Только Паша произнёс эти слова, как вдруг со всех сторон послышался непонятный странный шорох, будто что-то вокруг сдвинулось вдруг, словно широкая песчаная река потекла по подземным коридорам, увлекая всё за собой. Ребята, обеспокоенные шумом, подняли фонари и увидели вокруг себя нацеленный на них лес боевых копий и густой частокол застывших стрел с дрожащими от напряжения на тетиве пальцами, за которыми отсвечивали мрачной злобой чёрные точки зрачков в узких прищуренных глазах азиатских воинов. Затем они услышали звон битого стекла и их фонари разом погасли.
Уложив Чернобородого пятью точными выстрелами в упор, Дэн с лихой радостью подскочил к лежащему телу, злобно пнул его остроносыми ботинками, злорадно прошипев: «О, диабль», что по-итальянски, как известно, означает: «О, чёрт побери!», повернулся к напарнику и что-то рявкнул ему вполголоса, добавив мрачно по-русски «Могила». Ошарашенный поворотом дела Ал, испуганно поглядывая на Дэна с пистолетом в руке, принялся быстро откапывать вход в пещеру, который совсем недавно они дружно закапывали. Торопясь, Дэн тоже взял в руки лопату и стал активно помогать компаньону. Через полчаса на месте былого лаза в пещеру чернела свежеотрытая прямоугольная могильная яма. Землекопы, запарившись от непривычного труда, присели отдохнуть на свежий отвал. Они сидели, понурившись, думая каждый о своём.
Алквилл опять задумался о том, как тяжко бог наказал его, лишив любимой работы по перевоспитанию диких народов. Ведь как было здорово раньше. Заходишь, бывало, в деревушку с узкоглазыми язычниками, которые никогда и слыхом не слыхивали о Христе и верном слуге его Папе, снимешь с двух еретиков шкуру заживо, ещё троих поджаришь на медленном огне, и назавтра не только эта деревня, но и вся ближайшая округа спешит с наскоро сколоченными крестами к нему на коленях, крестясь и кланяясь направо и налево.

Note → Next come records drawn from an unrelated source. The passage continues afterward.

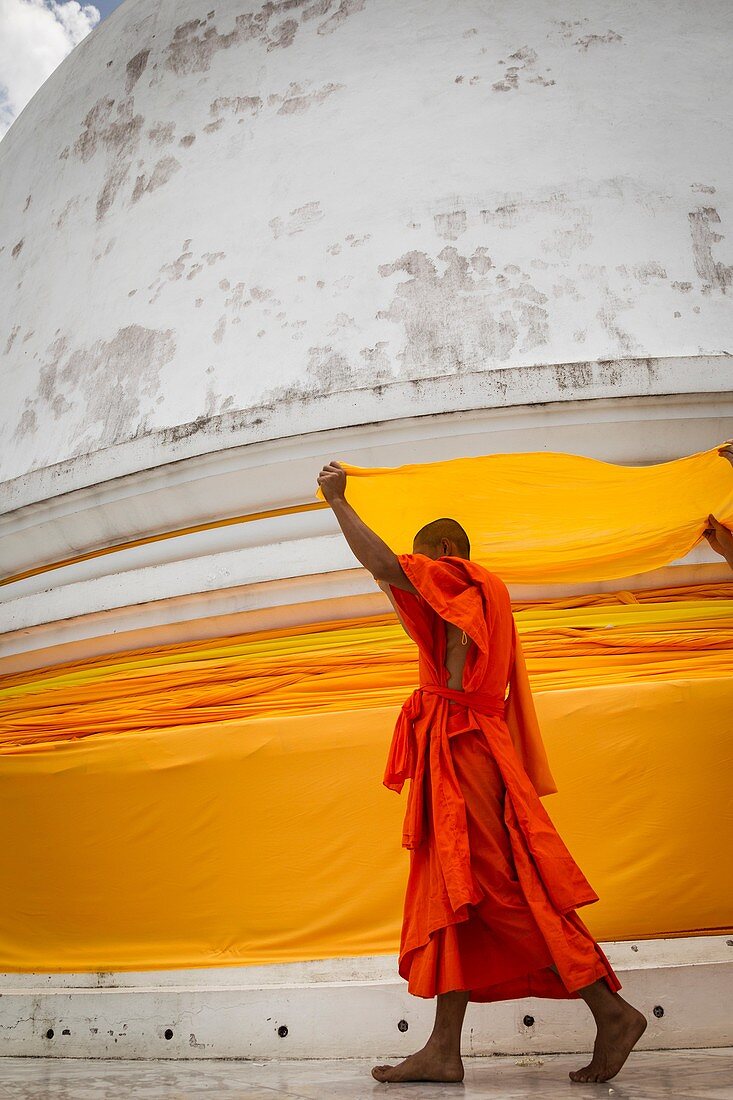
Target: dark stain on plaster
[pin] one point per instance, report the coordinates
(463, 318)
(195, 44)
(107, 382)
(295, 100)
(598, 40)
(162, 133)
(11, 339)
(134, 69)
(298, 219)
(450, 226)
(714, 274)
(236, 105)
(163, 171)
(649, 271)
(119, 136)
(523, 70)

А нынче, – он шумно сплюнул в сторону, – день и ночь борется с диаволом, засевшим всюду и везде, даже в срамном месте, а его вовсе не понимают, и препоны ставят ему, руки вяжут и пальцами грозят.
Дэн же радостно размышлял о том, что с большим трудом, но он всё же отстоял своё тяжкое золото. Сколько страхов натерпелся, что бы найти его, затем столько рисковал, чтобы вновь отыскать его, и почти на самом финише вдруг нашёлся помощничек, который захотел отобрать его «золотое» светлое будущее. Сейчас он зароет этого бандита в яме, и пусть его найдут те, кто пойдёт за ним. А он в это время спокойно отсидится в городе и подготовит себе алиби. А свалить смерть чернобородого всегда можно будет на этих противных подростков, которые тоже, кстати, сгинут в пещере. И все концы будут спрятаны в этой чёрной дыре. А когда вся шумиха утихнет, он снова придёт сюда и возьмёт своё золото.